Я задумался. Судя по всему, мне предоставляется карт-бланш во всех делах, как и агенту 007 на службе Ее Величества. И все это должно быть шито-крыто. Я прошел полный курс коммунистического оболванивания – октябрята, пионеры, комсомольцы, члены партии – и, по идее, должен быть способен на все от сдачи палачам своих родителей и приведения в исполнения приговора коммунистической партии своему лучшему другу. Но среди двадцати миллионов советских коммунистов встречались и нормальные люди, а остальные продолжают служить режиму, прикидываясь демократами. И это банкир тоже не был исключением из правил.
– На заказное убийство подписываться не буду, – твердо сказал я, поднимаясь и заканчивая беседу. – Шутники вы, однако, господа миллионеры, очкарика в киллеры…
Банкир схватил меня за рукав и быстро заговорил:
– Никаких убийств, Андрей Васильевич, нам нужен грамотный и умный человек, имеющий опыт проведения расследований. Причем таких расследований, о которых не должен никто знать. Речь идет об отеле «Lissabon». Мы стоим на грани войны между правоохранительными органами и криминальным миром. И победы в этой войне не будет, потому что, знаете ли, все в жизни так переплелось, как в гражданскую войну и не понятно, кто у нас красные, а кто белые, кто ночной дозор, а кто дневной. Вот нам и нужен человек, как бы нейтральный от всех и способный поставить точки над «i».
– Что-то вы все вокруг да около, давайте к делу, – предложил я. – Если я задаю дополнительные вопросы, то, в принципе, я как бы даю согласие на ваше предложение.
– Интересно вы облекаете свое согласие, – сказал серьезно банкир и продолжил, – в отеле творятся страшные вещи. Пропадают и гибнут постояльцы. Много изувеченных людей. Оставшиеся в живых повернулись рассудком и несут такую чушь, которую не могут квалифицировать врачи психиатрических клиник. Помогите нам разобраться с этим. Мы гарантируем вам солидное вознаграждение. Все расходы будут оплачиваться немедленно. И скажите, какая вам нужна помощь?

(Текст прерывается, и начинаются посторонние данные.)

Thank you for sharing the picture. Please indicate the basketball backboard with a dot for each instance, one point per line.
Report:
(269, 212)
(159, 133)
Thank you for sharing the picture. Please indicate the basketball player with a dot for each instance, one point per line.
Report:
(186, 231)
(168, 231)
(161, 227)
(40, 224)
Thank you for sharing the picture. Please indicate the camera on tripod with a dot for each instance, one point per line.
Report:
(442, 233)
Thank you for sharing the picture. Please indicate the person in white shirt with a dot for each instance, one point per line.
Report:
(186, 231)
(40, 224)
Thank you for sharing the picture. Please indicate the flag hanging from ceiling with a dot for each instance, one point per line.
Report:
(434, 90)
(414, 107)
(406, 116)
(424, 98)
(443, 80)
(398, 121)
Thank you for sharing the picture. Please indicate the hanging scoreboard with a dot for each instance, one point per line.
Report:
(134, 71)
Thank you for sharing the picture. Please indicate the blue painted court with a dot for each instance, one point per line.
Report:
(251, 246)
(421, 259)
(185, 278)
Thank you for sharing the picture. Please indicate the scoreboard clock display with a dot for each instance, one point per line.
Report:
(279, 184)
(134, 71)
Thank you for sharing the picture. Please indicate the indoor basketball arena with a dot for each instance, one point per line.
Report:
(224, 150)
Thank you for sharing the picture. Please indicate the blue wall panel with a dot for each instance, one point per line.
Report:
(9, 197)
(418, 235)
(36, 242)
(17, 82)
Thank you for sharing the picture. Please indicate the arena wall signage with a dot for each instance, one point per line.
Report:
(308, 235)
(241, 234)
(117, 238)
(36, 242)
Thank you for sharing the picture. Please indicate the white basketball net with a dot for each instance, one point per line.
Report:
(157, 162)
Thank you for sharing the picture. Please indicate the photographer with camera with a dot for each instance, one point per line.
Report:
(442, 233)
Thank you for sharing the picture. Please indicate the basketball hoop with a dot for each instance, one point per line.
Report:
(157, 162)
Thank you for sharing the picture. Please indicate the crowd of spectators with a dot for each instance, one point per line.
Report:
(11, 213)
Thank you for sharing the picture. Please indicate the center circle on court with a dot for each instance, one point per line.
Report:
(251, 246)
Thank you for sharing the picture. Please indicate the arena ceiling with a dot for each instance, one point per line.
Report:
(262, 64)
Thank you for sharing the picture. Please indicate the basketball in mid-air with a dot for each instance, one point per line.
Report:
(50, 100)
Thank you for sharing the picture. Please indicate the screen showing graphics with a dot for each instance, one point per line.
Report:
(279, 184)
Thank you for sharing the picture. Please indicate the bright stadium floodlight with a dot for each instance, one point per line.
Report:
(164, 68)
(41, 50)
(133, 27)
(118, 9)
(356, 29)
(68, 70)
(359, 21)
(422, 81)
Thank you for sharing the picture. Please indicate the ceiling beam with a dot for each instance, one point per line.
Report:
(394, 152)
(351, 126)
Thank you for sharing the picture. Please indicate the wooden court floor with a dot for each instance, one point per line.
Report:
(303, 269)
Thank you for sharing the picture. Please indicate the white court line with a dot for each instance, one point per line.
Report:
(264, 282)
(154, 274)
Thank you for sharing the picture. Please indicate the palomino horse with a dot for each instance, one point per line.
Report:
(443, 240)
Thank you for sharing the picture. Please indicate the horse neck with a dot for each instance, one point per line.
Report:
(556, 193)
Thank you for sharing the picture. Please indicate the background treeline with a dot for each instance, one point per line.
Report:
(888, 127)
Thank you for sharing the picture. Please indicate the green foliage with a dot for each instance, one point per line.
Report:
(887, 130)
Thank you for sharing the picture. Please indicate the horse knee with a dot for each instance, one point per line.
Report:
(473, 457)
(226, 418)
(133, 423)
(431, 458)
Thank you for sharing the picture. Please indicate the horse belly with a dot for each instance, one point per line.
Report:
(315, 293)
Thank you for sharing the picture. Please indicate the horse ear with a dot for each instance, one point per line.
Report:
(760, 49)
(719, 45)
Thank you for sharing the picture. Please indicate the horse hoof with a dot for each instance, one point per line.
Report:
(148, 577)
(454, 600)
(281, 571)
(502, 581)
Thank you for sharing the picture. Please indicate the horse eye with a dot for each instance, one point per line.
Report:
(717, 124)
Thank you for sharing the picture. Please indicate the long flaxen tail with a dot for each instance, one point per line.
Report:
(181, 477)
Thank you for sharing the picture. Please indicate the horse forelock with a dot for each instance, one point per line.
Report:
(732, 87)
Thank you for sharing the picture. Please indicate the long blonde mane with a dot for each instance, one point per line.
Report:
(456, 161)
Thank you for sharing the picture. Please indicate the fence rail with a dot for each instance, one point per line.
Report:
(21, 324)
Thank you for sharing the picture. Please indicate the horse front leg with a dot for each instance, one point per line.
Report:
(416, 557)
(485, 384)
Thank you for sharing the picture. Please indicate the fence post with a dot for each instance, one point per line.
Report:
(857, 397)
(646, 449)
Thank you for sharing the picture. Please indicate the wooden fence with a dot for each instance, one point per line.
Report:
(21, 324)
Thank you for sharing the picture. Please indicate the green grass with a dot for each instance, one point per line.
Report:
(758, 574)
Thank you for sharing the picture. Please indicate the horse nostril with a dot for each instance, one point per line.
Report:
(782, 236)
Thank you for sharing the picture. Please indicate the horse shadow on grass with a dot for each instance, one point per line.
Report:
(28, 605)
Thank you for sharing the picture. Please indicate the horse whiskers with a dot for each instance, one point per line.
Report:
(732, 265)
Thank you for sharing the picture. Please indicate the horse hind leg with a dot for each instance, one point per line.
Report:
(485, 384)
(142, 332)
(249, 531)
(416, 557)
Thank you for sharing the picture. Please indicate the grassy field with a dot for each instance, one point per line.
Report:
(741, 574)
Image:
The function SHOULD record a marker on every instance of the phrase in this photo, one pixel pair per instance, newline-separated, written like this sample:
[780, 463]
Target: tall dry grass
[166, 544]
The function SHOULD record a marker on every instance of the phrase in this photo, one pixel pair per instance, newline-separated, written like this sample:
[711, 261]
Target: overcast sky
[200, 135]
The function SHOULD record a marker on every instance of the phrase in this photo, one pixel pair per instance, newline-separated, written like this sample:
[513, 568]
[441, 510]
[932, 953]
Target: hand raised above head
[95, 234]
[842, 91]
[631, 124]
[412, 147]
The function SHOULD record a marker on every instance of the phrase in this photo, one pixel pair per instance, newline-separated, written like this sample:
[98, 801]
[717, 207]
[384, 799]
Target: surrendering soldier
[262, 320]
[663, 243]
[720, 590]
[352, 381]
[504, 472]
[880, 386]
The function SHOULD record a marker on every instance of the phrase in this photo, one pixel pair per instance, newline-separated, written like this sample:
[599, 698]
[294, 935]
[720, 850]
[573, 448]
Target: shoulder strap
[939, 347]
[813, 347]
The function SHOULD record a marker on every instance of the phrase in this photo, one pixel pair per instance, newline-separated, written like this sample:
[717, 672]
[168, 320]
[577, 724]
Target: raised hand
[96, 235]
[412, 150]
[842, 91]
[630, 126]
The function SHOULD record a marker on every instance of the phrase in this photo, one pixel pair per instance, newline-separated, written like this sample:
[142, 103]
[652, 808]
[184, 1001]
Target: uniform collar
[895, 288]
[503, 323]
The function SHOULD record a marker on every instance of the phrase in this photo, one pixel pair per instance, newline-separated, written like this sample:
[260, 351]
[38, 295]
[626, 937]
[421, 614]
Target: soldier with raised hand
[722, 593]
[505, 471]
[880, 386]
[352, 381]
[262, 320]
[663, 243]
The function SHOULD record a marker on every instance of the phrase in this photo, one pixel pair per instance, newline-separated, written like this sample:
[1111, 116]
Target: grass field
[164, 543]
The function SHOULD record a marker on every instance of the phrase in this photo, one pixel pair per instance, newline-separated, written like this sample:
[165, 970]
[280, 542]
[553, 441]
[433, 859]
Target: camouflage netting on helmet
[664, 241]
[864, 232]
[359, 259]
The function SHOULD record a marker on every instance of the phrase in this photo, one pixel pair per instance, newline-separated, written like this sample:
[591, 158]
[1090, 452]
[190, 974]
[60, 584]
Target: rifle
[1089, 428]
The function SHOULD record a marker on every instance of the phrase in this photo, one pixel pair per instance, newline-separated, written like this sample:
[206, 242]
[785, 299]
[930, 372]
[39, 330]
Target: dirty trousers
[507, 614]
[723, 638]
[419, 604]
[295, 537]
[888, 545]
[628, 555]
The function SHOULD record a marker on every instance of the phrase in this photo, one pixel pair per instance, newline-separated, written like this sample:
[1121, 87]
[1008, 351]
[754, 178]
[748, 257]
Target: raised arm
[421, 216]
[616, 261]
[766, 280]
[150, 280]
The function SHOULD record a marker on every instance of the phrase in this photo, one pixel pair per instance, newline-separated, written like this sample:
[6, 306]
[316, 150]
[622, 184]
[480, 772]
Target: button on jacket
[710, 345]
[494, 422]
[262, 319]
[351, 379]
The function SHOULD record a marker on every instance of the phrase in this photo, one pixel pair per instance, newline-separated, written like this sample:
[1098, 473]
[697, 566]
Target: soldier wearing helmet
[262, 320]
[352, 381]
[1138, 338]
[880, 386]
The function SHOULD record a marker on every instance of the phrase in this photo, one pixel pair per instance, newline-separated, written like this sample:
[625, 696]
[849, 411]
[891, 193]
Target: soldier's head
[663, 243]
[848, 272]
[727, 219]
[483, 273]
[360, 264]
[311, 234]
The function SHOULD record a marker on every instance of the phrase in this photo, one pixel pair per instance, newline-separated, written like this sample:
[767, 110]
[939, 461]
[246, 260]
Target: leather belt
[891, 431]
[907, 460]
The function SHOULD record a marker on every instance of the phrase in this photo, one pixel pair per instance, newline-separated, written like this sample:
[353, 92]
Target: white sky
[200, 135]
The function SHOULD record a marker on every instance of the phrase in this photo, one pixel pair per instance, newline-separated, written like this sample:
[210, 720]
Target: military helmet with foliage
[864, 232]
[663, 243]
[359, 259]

– В милиции эти преступления зафиксированы? – спросил я, потому что никаких официальных сообщений о преступлениях в отеле не сообщалось.
– Какая регистрация, – ухмыльнулся мой наниматель, – будут они портить показатели? Убитых сотрудников наградили и похоронили с почестями. Погиб на боевом посту, охраняя социалистическую законность. Тьфу, привычка, просто законность или капиталистическую законность, если хотите. И материалов расследований нет. У нас, кроме как по телевизору, никто лабораторных расследований не проводит. Всякие там генетические экспертизы это на уровне фантастики. Если по каждому происшествию анализы делать, то министерство внутренних дел через месяц вылетит в трубу вместе с государственным бюджетом.
– У меня к вам просьба, – сказал я. – С завтрашнего дня я поселюсь в гостинице и прошу прислать мне все имеющиеся материалы для ознакомления. Все равно, что-то нужно знать конкретное. Любые сведения мне будут важны.
На том мы и расстались.
Семье я ничего не объяснял. Сказал, что для дела мне нужно пожить в отеле. На связь буду выходить сам. И что все оплачено.
– Не нравится мне эта халява, – сказала жена, – ты лучше будь там осторожнее и не лезь на рожон.
Утром я уже был постояльцем одноместного, но двухкомнатного номера на пятом этаже отеля «Lissabon».
Название отеля так и пишется латинскими буквами и читается не как «Лиссабон», а как «Лишабон». Все американизируемся. Скоро будем писать заявления с таким же текстом как генерал Ермолов: «Государь, произведите меня в немцы или в американцы». У нас даже доллары в ходу, как будто мы какой-то американский штат.